Yes, it is actually called that. Yes, I think it’s a terrible title too.

The Legend of Fritton’s Gold is the sequel to St. Trinian’s, the remake (sort of) of the 1950s film The Belles of St. Trinian’s, based in its turn upon the cartoons of Ronald Searle.

Got all that? Good.

St. Trinian’s School is an anarchic, crime-ridden boarding school for girls. It’s like Hogwarts crossed with a juvenile detention centre. In Fritton’s Gold, an unwonted trip to the library uncovers an ancient legend leading to a great treasure. Because they needed more money after that £250,000 they made in the first film.

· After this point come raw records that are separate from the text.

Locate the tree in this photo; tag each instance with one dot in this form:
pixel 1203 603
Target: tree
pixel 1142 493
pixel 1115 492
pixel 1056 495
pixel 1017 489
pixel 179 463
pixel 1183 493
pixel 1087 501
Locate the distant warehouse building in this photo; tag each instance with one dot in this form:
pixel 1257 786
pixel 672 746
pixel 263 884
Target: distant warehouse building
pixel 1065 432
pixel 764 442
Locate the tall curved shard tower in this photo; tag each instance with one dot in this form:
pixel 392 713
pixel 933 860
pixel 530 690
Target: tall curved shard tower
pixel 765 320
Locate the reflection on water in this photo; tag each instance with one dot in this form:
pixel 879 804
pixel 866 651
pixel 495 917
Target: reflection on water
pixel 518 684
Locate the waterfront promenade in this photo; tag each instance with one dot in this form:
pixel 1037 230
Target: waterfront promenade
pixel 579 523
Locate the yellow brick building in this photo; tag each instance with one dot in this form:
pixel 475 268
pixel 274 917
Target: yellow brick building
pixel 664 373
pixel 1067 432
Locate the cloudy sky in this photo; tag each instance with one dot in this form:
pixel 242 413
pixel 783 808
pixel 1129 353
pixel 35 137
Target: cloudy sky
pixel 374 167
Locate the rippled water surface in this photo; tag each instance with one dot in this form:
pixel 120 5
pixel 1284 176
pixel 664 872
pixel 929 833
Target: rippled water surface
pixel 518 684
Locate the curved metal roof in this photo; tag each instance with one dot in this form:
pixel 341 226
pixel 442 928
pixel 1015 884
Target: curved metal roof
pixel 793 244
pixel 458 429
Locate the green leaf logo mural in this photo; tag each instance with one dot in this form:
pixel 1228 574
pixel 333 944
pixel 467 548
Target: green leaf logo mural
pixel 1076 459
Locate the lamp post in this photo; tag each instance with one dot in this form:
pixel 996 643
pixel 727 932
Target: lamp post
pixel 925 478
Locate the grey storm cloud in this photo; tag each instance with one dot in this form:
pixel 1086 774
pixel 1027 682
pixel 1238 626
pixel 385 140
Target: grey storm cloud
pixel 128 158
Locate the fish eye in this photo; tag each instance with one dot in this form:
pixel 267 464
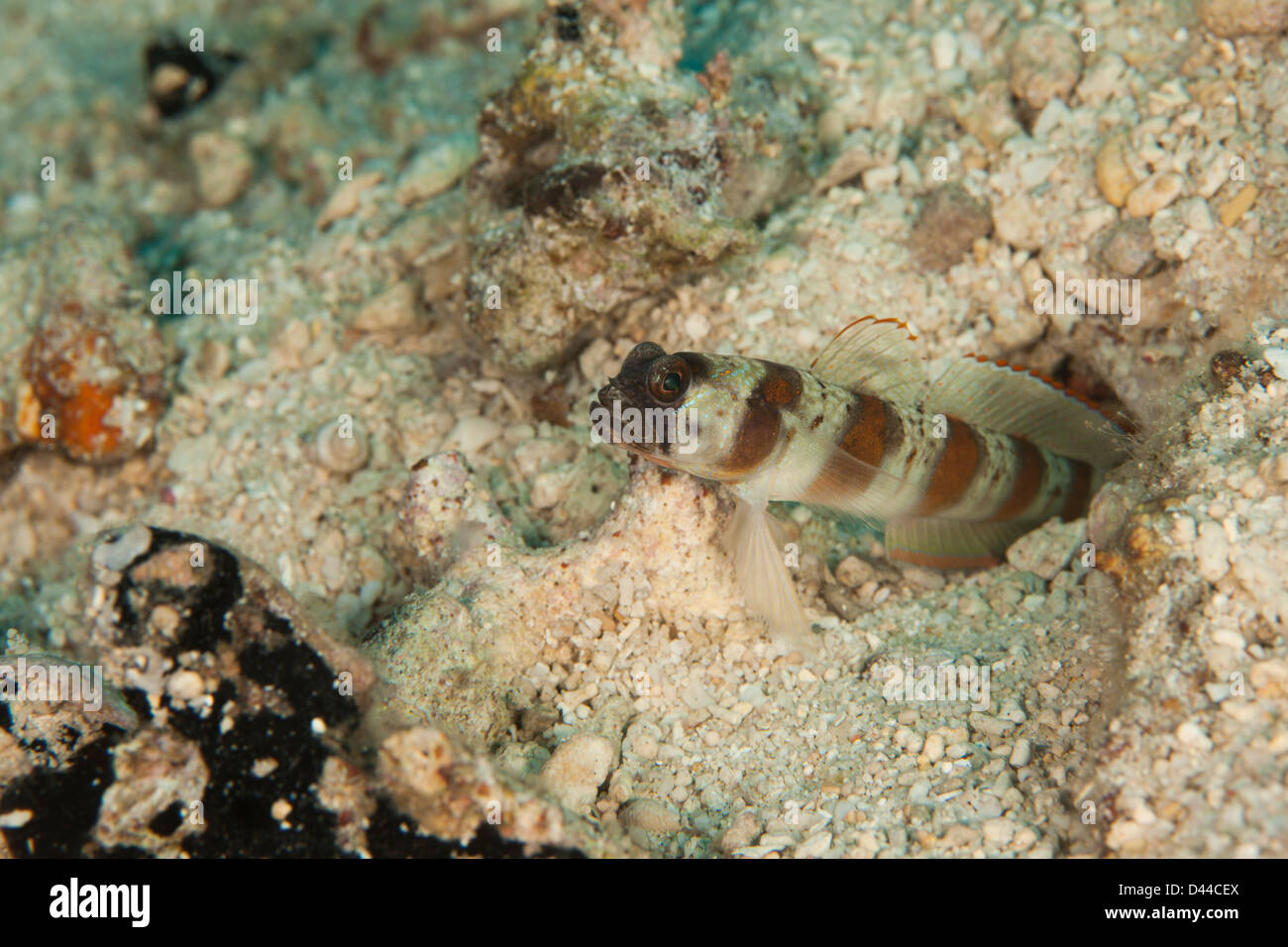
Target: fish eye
pixel 669 380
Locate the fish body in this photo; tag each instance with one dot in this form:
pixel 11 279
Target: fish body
pixel 954 471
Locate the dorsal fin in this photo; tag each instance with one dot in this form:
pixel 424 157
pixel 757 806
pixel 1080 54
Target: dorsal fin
pixel 1010 399
pixel 875 357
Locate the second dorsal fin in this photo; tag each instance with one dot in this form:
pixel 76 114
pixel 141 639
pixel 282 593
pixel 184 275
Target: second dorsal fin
pixel 1010 399
pixel 875 357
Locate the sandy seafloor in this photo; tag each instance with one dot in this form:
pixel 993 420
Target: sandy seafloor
pixel 357 575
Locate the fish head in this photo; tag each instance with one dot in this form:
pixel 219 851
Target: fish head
pixel 658 405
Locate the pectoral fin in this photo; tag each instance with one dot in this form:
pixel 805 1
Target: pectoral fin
pixel 758 543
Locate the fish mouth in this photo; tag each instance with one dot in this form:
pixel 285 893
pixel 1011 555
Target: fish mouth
pixel 606 398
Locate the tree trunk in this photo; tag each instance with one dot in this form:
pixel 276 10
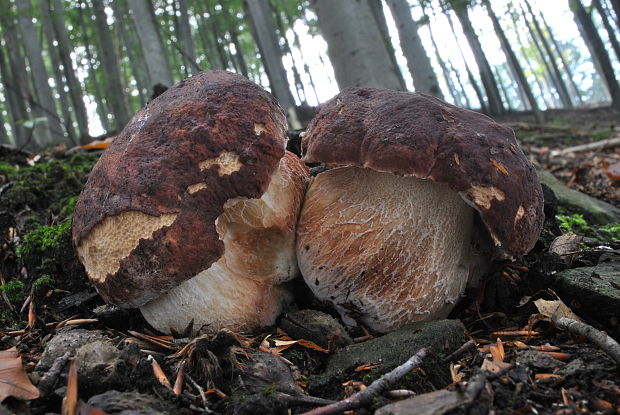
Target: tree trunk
pixel 376 6
pixel 96 89
pixel 264 30
pixel 582 18
pixel 513 61
pixel 185 34
pixel 18 92
pixel 135 59
pixel 115 90
pixel 472 80
pixel 484 68
pixel 562 89
pixel 613 39
pixel 52 52
pixel 354 45
pixel 424 78
pixel 54 133
pixel 64 51
pixel 153 49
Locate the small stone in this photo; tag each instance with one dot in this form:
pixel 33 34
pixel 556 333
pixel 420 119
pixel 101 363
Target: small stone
pixel 315 326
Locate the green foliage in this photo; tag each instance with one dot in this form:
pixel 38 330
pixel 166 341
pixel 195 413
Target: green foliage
pixel 43 238
pixel 14 290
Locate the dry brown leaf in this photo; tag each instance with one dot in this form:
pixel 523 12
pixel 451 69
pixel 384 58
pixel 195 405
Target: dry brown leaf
pixel 13 378
pixel 554 309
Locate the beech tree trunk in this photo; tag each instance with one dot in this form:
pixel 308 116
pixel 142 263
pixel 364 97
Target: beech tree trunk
pixel 513 61
pixel 424 78
pixel 583 19
pixel 354 45
pixel 153 49
pixel 486 74
pixel 264 30
pixel 53 132
pixel 64 52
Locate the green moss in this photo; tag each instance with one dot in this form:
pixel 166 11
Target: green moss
pixel 14 290
pixel 43 238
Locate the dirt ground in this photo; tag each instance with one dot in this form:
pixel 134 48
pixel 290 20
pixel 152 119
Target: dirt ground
pixel 529 365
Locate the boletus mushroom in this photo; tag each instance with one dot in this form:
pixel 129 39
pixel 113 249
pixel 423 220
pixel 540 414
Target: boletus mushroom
pixel 191 211
pixel 386 234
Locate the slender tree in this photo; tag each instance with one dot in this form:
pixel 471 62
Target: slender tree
pixel 54 133
pixel 153 49
pixel 486 74
pixel 583 19
pixel 64 51
pixel 354 41
pixel 513 62
pixel 264 29
pixel 424 78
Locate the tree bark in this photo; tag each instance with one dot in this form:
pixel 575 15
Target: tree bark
pixel 486 74
pixel 424 78
pixel 52 52
pixel 376 6
pixel 583 19
pixel 264 30
pixel 17 89
pixel 54 133
pixel 513 61
pixel 64 52
pixel 354 45
pixel 185 34
pixel 613 39
pixel 557 75
pixel 153 49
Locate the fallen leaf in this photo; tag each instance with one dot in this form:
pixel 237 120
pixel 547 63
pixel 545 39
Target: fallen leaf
pixel 554 309
pixel 13 378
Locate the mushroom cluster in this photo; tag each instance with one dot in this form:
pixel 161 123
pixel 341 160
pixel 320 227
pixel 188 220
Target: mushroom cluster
pixel 191 211
pixel 386 234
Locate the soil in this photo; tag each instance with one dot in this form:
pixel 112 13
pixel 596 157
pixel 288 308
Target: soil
pixel 44 288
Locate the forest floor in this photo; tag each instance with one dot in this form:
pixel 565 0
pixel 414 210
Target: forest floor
pixel 57 330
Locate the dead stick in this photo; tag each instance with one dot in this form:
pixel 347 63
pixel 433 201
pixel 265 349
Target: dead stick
pixel 376 388
pixel 609 345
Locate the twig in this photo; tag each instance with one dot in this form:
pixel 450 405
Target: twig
pixel 48 380
pixel 201 391
pixel 597 145
pixel 460 351
pixel 609 345
pixel 377 387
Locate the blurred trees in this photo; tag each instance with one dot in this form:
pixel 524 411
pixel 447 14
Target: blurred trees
pixel 70 67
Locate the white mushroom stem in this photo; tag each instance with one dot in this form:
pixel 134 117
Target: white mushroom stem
pixel 241 291
pixel 385 250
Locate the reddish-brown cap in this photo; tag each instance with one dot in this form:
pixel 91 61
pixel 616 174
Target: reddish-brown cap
pixel 160 186
pixel 413 134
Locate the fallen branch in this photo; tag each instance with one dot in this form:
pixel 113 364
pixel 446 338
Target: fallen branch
pixel 609 345
pixel 375 389
pixel 596 146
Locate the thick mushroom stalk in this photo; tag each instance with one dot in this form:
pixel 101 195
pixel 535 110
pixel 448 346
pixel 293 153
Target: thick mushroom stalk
pixel 242 290
pixel 385 248
pixel 197 191
pixel 386 235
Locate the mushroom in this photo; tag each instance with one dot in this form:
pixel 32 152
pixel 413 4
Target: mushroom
pixel 191 211
pixel 386 235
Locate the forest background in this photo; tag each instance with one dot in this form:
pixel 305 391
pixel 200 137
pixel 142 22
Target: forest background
pixel 72 70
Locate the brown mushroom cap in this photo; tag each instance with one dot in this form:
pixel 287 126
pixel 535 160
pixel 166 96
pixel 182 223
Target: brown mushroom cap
pixel 413 134
pixel 146 220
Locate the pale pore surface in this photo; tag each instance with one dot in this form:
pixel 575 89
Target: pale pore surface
pixel 112 239
pixel 240 291
pixel 394 249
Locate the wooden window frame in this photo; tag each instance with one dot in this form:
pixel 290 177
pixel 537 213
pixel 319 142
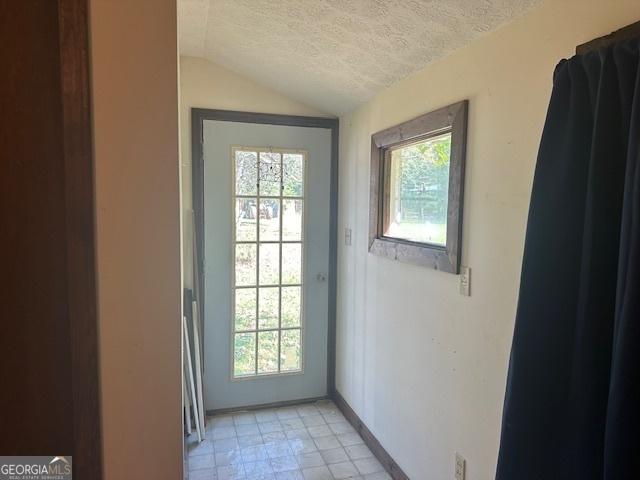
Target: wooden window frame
pixel 451 119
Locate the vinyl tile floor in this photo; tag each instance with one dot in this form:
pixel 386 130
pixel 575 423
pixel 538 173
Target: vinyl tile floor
pixel 312 441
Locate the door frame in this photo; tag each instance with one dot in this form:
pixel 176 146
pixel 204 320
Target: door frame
pixel 198 116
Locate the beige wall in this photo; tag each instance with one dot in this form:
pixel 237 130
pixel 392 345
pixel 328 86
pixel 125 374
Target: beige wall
pixel 207 85
pixel 423 366
pixel 135 115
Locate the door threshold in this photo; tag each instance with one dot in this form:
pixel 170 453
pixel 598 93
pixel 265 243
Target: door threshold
pixel 248 408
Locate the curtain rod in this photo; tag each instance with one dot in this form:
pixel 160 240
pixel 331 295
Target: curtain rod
pixel 625 33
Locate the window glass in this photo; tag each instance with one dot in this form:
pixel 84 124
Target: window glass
pixel 419 191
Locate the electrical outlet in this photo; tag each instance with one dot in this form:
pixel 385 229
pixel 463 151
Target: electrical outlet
pixel 465 281
pixel 460 467
pixel 347 236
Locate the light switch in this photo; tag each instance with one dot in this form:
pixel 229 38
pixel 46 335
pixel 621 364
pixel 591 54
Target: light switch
pixel 347 236
pixel 465 281
pixel 460 467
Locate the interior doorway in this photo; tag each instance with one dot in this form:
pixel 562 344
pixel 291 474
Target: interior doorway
pixel 265 197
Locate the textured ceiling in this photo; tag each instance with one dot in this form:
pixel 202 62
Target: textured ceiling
pixel 334 54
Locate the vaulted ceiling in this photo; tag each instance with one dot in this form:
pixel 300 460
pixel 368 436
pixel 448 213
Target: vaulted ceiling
pixel 334 54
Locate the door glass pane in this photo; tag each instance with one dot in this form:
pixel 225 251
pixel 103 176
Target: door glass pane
pixel 269 307
pixel 246 164
pixel 245 309
pixel 270 173
pixel 291 306
pixel 269 263
pixel 246 219
pixel 290 358
pixel 267 352
pixel 292 174
pixel 245 264
pixel 291 263
pixel 244 353
pixel 292 220
pixel 269 219
pixel 266 215
pixel 419 191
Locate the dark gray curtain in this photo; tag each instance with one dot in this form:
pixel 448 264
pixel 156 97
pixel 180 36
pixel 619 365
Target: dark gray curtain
pixel 572 402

There’s quite a lot wrong with this film. In the first place, the plot. Who made this up? An ancient legend about the Frittons? Really? A riddle-game about as tricky as a four-piece jigsaw puzzle? A secret society, for heavens’ sake? Not just a secret society, oh dear me no, a sexist secret society. I’m left wondering if the scriptwriter for the second film has ever even watched the first film, because they just don’t match. In some ways, I suppose you could see it as a parody (of such varied subjects as Malory Towers, Pirates of the Caribbean, even The Lord of the Rings, somehow), but parody has to be very, very sharp, otherwise it’s just silly, and Fritton’s Gold is too often non-parodic to work as parody. (Does that make sense?)

Then there’s the little details. The fact that the latitude and longitude of the Globe Theatre is wrong (thanks to the Resident Grammarian for pointing this out). Why go to all the trouble of making up a latitude and longitude when you could just use the correct one? And what about the bit at the end where Anabelle declares to the Doctor (who is, I might add, holding a gun) that she’s going “to tell the world” the secret of the treasure? I’m sorry, you’re saying this to a man with a gun? There’s a very obvious solution to that problem, and it’s probably not a good idea to draw his attention to it. Honestly.

The soundtrack is disappointing, too. The soundtrack to the first film was full of energy and attitude, whereas this one falls a bit flat, although the brilliant, anarchic school song (“St. Trinian’s/Defenders of anarchy”) does make a rather eerie appearance.

The acting is all right, I suppose. Rupert Everett plays Camilla Fritton again, in just about the only really convincing performance in the whole sorry mess. David Tennant is pretty much the stereotypical villain here, a wannabe Moriarty who never actually seems as intelligent as the script needs him to be; Sarah Harding as the new girl is pretty much a non-entity; and Tamsin Egerton’s character Chelsea seems to have forgotten everything she learned in the first film.

Well, I did actually manage to sit through this film, which I suppose is a point in its favour, but only a small one. It’s not irredeemably awful, just moderately so.